Forty-one patients with acute myocardial infarction or stable angina pectoris were admitted to our hospitals between January 2000 and June 2000. Direct PTCA was performed in 17 patients(MI group) and elective PTCA in 24 patients(AP group). Coronary angiography was performed in nine control subjects(control group). Serum MDA-LDL was measured in the peripheral venous blood before and immediately after procedures in each group(normal range 20-80 U/l).

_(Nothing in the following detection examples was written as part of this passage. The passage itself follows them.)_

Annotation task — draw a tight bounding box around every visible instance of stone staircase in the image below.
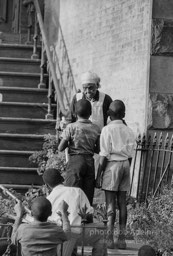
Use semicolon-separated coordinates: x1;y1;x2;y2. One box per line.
0;44;55;192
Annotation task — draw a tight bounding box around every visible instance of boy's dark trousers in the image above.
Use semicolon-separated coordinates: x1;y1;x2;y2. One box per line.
64;155;95;205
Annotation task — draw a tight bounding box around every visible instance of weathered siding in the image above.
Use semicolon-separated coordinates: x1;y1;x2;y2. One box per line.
46;0;152;131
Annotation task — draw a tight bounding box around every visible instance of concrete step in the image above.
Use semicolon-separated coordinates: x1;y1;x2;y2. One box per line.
0;150;37;168
78;241;142;256
0;57;40;73
1;183;40;195
0;167;43;185
0;117;56;135
0;86;48;103
0;71;48;88
0;133;44;151
0;44;41;59
2;32;28;45
0;102;55;119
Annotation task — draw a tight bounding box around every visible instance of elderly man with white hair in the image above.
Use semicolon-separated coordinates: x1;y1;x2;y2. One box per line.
70;71;112;129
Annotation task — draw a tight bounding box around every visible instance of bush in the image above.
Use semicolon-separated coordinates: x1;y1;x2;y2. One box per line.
29;134;66;175
128;186;173;255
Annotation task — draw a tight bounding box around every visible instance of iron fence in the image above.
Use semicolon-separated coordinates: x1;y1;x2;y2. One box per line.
130;132;173;202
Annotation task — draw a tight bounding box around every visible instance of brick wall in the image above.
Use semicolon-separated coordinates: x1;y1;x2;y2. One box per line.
46;0;152;134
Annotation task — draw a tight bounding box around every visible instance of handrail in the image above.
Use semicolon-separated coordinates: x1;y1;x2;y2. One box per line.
33;0;68;116
58;23;77;93
51;45;70;106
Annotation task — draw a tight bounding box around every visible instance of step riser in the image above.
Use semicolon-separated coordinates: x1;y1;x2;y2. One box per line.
0;47;40;59
0;60;40;73
0;88;48;103
0;120;55;135
0;170;43;185
0;105;51;119
0;137;43;151
0;154;37;168
0;75;48;88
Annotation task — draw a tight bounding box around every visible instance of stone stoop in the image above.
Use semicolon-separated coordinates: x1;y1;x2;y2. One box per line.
78;241;142;256
0;41;56;193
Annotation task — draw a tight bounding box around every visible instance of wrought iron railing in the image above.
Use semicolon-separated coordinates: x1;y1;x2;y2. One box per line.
130;133;173;202
19;0;77;122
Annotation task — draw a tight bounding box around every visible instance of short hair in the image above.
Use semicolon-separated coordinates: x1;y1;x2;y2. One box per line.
108;100;126;118
42;168;64;188
138;245;156;256
75;99;91;118
31;196;52;222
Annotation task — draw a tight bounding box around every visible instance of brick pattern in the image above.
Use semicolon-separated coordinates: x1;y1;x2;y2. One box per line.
55;0;151;130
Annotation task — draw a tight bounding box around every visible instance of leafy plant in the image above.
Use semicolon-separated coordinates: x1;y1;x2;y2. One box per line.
128;186;173;256
29;134;66;175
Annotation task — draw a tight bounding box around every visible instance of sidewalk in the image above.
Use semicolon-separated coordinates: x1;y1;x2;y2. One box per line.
78;240;142;256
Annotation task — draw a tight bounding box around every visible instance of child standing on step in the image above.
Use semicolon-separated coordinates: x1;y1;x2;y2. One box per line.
96;100;135;249
58;99;100;205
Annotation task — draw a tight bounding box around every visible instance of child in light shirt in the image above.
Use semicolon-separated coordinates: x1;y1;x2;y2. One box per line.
96;100;135;249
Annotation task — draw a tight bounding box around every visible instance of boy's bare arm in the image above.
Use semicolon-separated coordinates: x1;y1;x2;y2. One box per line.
94;136;100;154
96;156;107;188
11;201;25;244
58;139;68;152
58;200;71;240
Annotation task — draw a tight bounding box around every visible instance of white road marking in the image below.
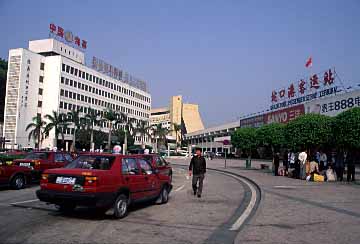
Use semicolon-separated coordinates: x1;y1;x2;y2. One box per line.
10;199;39;205
221;174;257;230
174;185;185;191
274;186;296;189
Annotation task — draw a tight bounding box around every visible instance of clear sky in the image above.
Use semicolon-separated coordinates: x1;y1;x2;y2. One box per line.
0;0;360;126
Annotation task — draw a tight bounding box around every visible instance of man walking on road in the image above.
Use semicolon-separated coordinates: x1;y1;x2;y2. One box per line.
189;148;206;198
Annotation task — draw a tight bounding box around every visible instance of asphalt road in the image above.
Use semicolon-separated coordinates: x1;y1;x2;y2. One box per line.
0;167;251;243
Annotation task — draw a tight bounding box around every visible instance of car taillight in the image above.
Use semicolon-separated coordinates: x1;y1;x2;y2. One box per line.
41;174;49;183
33;160;41;166
84;176;98;186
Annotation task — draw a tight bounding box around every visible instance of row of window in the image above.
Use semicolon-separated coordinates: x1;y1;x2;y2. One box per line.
62;63;151;103
61;77;150;110
60;89;149;118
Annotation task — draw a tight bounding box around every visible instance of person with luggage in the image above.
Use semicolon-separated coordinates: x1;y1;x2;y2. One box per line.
189;148;206;198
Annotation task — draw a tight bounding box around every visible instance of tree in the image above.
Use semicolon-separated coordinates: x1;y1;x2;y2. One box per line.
333;108;360;150
103;108;119;150
153;123;169;152
25;115;46;150
134;120;151;148
285;114;332;153
115;113;136;154
44;111;69;147
85;108;101;150
231;128;257;158
172;123;182;150
114;129;135;147
256;123;285;154
67;110;82;151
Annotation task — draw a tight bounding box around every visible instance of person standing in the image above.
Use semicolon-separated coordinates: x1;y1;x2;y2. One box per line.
299;150;307;180
346;151;355;182
189;148;206;198
274;152;280;176
335;150;345;181
283;150;289;175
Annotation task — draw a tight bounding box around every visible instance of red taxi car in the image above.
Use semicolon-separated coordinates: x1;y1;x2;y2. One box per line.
0;160;31;190
36;153;172;218
12;151;73;180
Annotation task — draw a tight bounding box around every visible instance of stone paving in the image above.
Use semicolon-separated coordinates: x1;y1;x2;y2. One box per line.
173;159;360;244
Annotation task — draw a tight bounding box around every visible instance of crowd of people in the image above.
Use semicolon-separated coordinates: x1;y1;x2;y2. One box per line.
273;150;360;182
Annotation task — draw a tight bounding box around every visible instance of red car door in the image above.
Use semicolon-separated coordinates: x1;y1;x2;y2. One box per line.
138;158;159;197
121;157;144;201
51;152;66;168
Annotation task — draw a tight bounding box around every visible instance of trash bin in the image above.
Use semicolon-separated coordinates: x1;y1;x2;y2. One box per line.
245;158;251;169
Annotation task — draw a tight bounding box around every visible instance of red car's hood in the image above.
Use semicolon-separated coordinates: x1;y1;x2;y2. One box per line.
44;168;96;176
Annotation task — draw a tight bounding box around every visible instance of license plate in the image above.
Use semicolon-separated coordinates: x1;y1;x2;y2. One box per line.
56;176;76;185
19;163;31;167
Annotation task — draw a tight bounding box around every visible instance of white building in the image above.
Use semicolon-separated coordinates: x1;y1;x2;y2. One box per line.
3;39;151;147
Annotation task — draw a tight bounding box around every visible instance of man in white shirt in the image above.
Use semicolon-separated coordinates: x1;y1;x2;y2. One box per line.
299;150;307;180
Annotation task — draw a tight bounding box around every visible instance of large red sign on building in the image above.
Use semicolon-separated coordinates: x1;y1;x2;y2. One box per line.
265;104;305;124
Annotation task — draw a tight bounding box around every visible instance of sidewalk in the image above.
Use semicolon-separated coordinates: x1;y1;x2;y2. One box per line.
172;160;360;244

There were no significant differences in patient characteristics, except age, between the MI group and AP group. Serum MDA-LDL was elevated above the normal range before the procedure in both groups(MI group 104.7 +/- 52.0 U/l, AP group 99.7 +/- 42.8 U/l), and significantly decreased immediately after the procedure(MI group 61.3 +/- 25.6 U/l, AP group 62.0 +/- 29.6 U/l), but there were no significant differences between the two groups. Serum MDA-LDL was elevated before the procedure (99.3 +/- 48.9 U/l) in the control group and significantly decreased immediately after the procedure(61.7 +/- 26.2 U/l). However, these values did not differ from the values before and immediately after the procedure in the MI group and the AP group. The percentage changes in serum MDA-LDL before and immediately after the procedure were -38 +/- 16% in the MI group, -37 +/- 17% in the AP group and -36 +/- 20% in the control group, and there were no significant differences between the three groups.
No significant difference in the changes in serum MDA-LDL was observed between patients with acute myocardial infarction and stable angina pectoris treated by PTCA. However, anticoagulants may affect the MDA-LDL measurements directly, because similar changes in serum MDA-LDL were observed in control subjects after only coronary angiography.
测定血清丙二醛修饰低密度脂蛋白(MDA-LDL)作为氧化应激的标志物,并比较经皮腔内冠状动脉血管成形术(PTCA)治疗的急性心肌梗死患者和稳定型心绞痛患者血清MDA-LDL的变化。
2000年1月至2000年6月期间,41例急性心肌梗死或稳定型心绞痛患者入住我院。17例患者(心肌梗死组)接受直接PTCA,24例患者(心绞痛组)接受择期PTCA。9例对照受试者(对照组)进行冠状动脉造影。在每组手术前和手术后立即在外周静脉血中测量血清MDA-LDL(正常范围20-80 U/l)。
心肌梗死组和心绞痛组患者特征(年龄除外)无显著差异。两组手术前血清MDA-LDL均高于正常范围(心肌梗死组104.7±52.0 U/l,心绞痛组99.7±42.8 U/l),手术后立即显著降低(心肌梗死组61.3±25.6 U/l,心绞痛组62.0±29.6 U/l),但两组间无显著差异。对照组手术前血清MDA-LDL升高(99.3±48.9 U/l),手术后立即显著降低(61.7±26.2 U/l)。然而,这些值与心肌梗死组和心绞痛组手术前和手术后立即的值无差异。心肌梗死组、心绞痛组和对照组手术前和手术后立即血清MDA-LDL的百分比变化分别为-38±16%、-37±17%和-36±20%,三组间无显著差异。
PTCA治疗的急性心肌梗死患者和稳定型心绞痛患者血清MDA-LDL变化无显著差异。然而,抗凝剂可能直接影响MDA-LDL测量,因为仅冠状动脉造影后对照组受试者血清MDA-LDL也观察到类似变化。